Les organismes vivant dans les sols jouent un rôle crucial pour ce qui est de stimuler la production alimentaire, de rendre les régimes alimentaires plus nutritifs, de préserver la santé humaine, et de lutter contre la pollution et le changement climatique. Cependant, leur contribution demeure largement sous-estimée, a indiqué aujourd’hui l’Organisation des Nations Unies pour l’alimentation et l’agriculture (FAO) dans son rapport sur l’état des connaissances relatives à la biodiversité des sols. Ce document a été lancé à l’occasion de la Journée mondiale des sols, célébrée le 5 décembre.

Bien que l’appauvrissement de la biodiversité soit au premier plan des préoccupations mondiales, la biodiversité des sols ne se voit pas accorder l’importance qu’elle mérite; elle doit être pleinement prise en compte dans la planification des interventions en faveur du développement durable, est-il précisé dans le rapport.

«Les sols ne sont pas seulement le socle des systèmes agroalimentaires et le lieu de 95 pour cent de la production alimentaire; leur santé et leur biodiversité sont cruciales pour éliminer la faim et mettre en place des systèmes agroalimentaires durables», a déclaré M. Qu Dongyu, Directeur général de la FAO, lors de la cérémonie organisée aujourd’hui à l’occasion de la Journée mondiale des sols.

Toutefois, il a signalé que la santé des sols déclinait et que les nombreux services écosystémiques fournis par ceux-ci s’amenuisaient également. Afin d’éviter les conséquences dramatiques que cette évolution pourrait avoir sur la sécurité alimentaire, la nutrition, le changement climatique et le développement durable, il a appelé à mener une action urgente pour exploiter le potentiel des ressources génétiques qui vivent dans les sols.
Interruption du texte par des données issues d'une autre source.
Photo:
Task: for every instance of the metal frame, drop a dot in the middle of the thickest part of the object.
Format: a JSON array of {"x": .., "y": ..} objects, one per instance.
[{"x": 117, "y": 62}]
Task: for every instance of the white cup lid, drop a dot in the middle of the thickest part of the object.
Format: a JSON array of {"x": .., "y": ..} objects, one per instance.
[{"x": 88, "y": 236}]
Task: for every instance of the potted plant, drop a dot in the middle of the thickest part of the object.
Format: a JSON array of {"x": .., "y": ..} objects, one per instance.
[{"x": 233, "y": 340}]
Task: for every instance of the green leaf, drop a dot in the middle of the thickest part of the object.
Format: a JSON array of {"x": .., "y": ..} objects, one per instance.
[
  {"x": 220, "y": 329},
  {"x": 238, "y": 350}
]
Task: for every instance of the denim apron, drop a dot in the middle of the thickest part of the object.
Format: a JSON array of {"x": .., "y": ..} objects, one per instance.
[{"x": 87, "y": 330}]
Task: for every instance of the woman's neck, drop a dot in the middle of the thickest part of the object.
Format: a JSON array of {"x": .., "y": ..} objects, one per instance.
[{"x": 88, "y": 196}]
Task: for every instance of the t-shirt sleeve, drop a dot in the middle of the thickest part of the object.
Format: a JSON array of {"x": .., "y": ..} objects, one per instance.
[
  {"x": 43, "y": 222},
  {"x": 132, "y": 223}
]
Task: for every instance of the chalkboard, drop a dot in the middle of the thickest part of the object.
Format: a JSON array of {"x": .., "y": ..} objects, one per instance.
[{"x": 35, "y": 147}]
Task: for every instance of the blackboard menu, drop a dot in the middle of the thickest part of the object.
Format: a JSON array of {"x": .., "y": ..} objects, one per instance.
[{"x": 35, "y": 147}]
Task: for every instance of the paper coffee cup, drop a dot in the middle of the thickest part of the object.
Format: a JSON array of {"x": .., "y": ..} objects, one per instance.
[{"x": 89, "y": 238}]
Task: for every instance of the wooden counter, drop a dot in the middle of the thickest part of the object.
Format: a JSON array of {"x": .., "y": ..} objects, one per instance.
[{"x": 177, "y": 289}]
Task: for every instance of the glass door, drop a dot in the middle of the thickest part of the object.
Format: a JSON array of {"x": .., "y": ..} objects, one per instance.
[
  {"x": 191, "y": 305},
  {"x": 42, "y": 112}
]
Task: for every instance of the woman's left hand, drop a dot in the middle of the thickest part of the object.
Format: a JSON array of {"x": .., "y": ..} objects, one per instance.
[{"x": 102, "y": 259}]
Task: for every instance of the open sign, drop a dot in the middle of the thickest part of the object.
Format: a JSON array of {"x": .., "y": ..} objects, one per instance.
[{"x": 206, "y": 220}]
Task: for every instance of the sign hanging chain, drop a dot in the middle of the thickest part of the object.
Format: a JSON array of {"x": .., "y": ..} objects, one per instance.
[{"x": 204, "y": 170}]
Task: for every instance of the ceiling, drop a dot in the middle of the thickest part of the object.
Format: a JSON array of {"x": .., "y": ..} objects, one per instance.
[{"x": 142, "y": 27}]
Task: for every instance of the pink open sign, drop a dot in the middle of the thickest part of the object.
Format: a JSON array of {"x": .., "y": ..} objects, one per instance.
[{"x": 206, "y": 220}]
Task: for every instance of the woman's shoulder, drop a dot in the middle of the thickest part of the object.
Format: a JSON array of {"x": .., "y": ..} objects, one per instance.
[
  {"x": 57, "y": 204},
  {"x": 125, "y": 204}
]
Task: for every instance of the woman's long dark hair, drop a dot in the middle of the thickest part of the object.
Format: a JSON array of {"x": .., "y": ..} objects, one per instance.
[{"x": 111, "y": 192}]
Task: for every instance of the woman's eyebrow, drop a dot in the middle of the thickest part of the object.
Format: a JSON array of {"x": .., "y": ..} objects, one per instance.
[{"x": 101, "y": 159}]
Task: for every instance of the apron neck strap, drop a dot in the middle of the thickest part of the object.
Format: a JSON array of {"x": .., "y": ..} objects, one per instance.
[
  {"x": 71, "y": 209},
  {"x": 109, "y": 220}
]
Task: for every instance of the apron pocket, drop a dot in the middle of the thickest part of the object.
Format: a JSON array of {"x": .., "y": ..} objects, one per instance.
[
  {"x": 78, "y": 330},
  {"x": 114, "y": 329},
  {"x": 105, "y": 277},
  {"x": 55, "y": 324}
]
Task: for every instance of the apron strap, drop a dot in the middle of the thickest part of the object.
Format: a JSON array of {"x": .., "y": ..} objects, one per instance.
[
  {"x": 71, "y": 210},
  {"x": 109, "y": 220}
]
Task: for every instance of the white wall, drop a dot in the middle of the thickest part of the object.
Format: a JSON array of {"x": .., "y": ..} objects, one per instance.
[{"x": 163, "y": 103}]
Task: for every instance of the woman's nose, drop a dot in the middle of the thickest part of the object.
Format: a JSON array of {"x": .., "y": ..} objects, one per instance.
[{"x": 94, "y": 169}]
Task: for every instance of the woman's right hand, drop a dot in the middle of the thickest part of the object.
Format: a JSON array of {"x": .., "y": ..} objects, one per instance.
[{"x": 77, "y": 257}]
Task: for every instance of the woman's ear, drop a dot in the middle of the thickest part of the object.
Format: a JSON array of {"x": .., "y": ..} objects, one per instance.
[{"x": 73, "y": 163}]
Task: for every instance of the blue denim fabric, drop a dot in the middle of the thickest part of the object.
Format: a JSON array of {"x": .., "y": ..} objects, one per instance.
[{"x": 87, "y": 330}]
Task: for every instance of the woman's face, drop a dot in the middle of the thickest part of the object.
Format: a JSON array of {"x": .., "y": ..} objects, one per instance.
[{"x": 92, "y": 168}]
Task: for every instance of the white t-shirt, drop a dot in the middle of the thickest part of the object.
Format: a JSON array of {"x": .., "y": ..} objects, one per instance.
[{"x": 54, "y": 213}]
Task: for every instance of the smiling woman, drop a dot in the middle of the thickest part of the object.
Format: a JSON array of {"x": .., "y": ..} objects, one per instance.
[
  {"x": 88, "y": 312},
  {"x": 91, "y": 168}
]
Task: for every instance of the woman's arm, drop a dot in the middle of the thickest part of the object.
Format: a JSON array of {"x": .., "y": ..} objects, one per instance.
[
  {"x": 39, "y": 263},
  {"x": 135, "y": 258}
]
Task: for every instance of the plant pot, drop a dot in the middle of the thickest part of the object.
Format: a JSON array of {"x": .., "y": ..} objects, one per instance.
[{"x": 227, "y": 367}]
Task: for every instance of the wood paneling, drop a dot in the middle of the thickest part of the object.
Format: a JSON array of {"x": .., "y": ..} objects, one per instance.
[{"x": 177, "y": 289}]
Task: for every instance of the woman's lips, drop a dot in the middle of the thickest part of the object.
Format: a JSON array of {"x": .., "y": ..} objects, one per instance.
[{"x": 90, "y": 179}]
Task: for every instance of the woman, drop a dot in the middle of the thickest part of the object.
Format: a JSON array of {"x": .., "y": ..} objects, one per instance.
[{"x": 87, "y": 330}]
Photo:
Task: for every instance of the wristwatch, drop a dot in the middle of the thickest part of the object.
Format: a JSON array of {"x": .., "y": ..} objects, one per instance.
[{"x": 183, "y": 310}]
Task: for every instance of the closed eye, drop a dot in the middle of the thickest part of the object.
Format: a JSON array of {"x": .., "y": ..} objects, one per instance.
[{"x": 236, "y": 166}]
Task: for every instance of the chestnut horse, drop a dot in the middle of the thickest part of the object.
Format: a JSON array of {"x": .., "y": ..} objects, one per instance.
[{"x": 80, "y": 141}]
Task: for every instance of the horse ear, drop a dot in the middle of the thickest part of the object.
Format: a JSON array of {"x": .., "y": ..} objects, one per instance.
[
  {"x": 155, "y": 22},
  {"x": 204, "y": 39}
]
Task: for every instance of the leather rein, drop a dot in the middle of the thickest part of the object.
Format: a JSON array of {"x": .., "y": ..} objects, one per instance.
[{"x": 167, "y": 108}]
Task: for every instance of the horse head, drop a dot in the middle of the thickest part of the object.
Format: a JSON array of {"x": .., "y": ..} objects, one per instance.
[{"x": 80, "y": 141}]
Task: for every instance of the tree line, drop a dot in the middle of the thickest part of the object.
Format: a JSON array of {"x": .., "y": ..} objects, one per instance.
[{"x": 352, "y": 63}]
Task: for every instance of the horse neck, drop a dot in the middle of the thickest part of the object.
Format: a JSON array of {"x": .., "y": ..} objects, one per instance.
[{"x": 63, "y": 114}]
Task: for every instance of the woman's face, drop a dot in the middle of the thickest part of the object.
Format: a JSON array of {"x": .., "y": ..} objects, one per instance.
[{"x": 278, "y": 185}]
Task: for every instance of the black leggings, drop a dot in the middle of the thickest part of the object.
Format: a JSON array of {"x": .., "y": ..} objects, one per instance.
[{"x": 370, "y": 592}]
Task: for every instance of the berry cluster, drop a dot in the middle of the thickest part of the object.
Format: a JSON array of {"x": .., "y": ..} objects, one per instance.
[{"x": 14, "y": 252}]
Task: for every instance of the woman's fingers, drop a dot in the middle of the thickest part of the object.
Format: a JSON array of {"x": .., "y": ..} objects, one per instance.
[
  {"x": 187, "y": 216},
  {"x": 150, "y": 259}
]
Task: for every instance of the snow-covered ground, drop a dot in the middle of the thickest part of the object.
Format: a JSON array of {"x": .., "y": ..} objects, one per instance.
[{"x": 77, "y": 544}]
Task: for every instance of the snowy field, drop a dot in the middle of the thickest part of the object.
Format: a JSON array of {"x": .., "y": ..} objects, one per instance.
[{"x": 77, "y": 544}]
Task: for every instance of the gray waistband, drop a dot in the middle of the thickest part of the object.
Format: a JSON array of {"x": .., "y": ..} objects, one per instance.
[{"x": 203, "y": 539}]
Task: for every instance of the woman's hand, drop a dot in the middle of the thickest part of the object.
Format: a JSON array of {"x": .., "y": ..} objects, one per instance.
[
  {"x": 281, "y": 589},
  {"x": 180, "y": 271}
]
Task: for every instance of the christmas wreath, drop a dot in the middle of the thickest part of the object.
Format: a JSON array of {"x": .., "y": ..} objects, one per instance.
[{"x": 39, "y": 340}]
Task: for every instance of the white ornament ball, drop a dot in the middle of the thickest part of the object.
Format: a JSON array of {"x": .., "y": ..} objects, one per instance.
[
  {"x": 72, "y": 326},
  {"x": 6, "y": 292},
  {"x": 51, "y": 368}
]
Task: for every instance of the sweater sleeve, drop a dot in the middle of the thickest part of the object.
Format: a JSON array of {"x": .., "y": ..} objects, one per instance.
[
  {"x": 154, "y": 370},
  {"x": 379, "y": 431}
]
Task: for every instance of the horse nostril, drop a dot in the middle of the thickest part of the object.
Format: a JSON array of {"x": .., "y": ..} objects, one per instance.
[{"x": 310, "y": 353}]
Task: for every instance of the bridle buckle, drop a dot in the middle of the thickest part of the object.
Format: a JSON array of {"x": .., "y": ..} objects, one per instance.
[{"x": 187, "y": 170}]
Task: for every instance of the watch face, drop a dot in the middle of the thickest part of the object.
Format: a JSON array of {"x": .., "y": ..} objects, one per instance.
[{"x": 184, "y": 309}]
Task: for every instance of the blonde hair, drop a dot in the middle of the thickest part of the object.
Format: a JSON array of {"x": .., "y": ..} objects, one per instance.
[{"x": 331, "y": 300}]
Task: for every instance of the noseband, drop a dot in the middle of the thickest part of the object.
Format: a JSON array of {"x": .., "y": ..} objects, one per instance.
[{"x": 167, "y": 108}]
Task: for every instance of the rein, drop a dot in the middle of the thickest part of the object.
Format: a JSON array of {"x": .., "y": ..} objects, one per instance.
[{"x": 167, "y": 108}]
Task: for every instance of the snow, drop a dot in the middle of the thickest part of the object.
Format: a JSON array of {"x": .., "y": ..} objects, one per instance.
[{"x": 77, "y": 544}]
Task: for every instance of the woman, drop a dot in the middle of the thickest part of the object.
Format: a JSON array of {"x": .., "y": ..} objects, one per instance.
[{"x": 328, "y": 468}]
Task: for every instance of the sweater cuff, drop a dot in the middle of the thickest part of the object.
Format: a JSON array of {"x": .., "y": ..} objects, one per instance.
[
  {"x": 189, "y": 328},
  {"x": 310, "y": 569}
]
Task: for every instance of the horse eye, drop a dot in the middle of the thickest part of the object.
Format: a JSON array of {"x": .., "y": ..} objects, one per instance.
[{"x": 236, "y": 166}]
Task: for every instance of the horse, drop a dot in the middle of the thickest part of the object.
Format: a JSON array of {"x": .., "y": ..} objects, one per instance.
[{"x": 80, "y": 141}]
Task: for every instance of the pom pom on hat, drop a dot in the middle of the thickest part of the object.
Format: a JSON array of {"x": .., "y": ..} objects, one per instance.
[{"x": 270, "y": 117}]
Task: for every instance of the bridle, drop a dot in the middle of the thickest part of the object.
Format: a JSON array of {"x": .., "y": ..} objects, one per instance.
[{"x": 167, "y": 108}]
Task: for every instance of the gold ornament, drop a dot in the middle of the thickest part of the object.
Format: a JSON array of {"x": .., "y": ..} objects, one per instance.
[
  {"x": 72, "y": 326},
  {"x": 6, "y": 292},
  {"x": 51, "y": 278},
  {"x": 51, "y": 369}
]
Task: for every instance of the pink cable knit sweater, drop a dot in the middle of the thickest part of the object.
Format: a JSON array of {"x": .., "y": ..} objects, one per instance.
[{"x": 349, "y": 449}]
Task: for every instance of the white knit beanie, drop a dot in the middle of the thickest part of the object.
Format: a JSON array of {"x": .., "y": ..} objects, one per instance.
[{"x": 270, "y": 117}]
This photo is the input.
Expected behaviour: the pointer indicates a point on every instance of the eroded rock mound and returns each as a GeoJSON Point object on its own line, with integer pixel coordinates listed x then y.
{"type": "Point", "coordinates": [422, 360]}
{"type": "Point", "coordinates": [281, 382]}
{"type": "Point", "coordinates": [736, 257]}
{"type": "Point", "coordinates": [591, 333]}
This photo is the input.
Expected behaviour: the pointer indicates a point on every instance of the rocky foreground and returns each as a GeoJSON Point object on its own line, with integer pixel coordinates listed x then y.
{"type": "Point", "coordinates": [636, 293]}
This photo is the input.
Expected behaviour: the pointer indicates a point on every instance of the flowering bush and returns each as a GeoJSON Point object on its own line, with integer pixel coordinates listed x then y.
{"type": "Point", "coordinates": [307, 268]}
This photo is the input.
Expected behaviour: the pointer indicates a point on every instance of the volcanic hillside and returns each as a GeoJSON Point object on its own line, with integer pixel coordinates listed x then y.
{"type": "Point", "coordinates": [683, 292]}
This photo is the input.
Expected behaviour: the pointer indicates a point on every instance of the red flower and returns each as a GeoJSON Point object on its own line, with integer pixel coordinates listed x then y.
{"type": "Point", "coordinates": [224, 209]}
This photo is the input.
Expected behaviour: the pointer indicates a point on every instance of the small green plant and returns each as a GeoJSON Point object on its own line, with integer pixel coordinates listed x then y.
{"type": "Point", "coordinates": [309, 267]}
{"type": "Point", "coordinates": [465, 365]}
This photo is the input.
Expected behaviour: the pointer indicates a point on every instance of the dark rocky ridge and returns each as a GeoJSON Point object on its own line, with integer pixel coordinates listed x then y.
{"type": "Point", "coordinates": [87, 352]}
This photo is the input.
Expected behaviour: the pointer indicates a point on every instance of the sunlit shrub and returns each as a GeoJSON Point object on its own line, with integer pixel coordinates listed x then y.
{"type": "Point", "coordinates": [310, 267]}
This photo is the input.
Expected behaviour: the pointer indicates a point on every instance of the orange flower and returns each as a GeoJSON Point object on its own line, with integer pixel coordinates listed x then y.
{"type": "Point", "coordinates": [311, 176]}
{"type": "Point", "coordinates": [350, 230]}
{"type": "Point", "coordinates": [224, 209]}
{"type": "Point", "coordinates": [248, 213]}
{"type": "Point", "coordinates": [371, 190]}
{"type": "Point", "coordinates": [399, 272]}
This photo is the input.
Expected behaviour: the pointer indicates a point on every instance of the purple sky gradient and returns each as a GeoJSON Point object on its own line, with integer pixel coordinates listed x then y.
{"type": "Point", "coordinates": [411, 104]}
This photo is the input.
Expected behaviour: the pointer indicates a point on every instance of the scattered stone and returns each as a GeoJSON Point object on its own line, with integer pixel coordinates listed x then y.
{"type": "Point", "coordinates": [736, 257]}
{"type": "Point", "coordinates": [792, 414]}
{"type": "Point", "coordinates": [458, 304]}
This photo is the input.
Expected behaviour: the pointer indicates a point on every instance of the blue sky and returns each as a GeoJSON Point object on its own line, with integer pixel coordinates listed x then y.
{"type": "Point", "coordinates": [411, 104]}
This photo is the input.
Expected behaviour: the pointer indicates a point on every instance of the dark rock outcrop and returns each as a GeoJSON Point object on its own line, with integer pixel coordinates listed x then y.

Dans son allocution, M. Qu a insisté sur la nécessité de créer un système mondial d’information sur les sols qui soit efficace et en accord avec le développement du numérique dans l’agriculture et les innovations en matière d’environnemétrie, afin de protéger les «héros silencieux et dévoués» que sont les organismes vivant dans les sols.

«Comme le dit un proverbe chinois: “Le sol est la mère de toutes les créatures terrestres.” Alors ne négligez pas la mère qui vous nourrit», a expliqué le Directeur général de la FAO.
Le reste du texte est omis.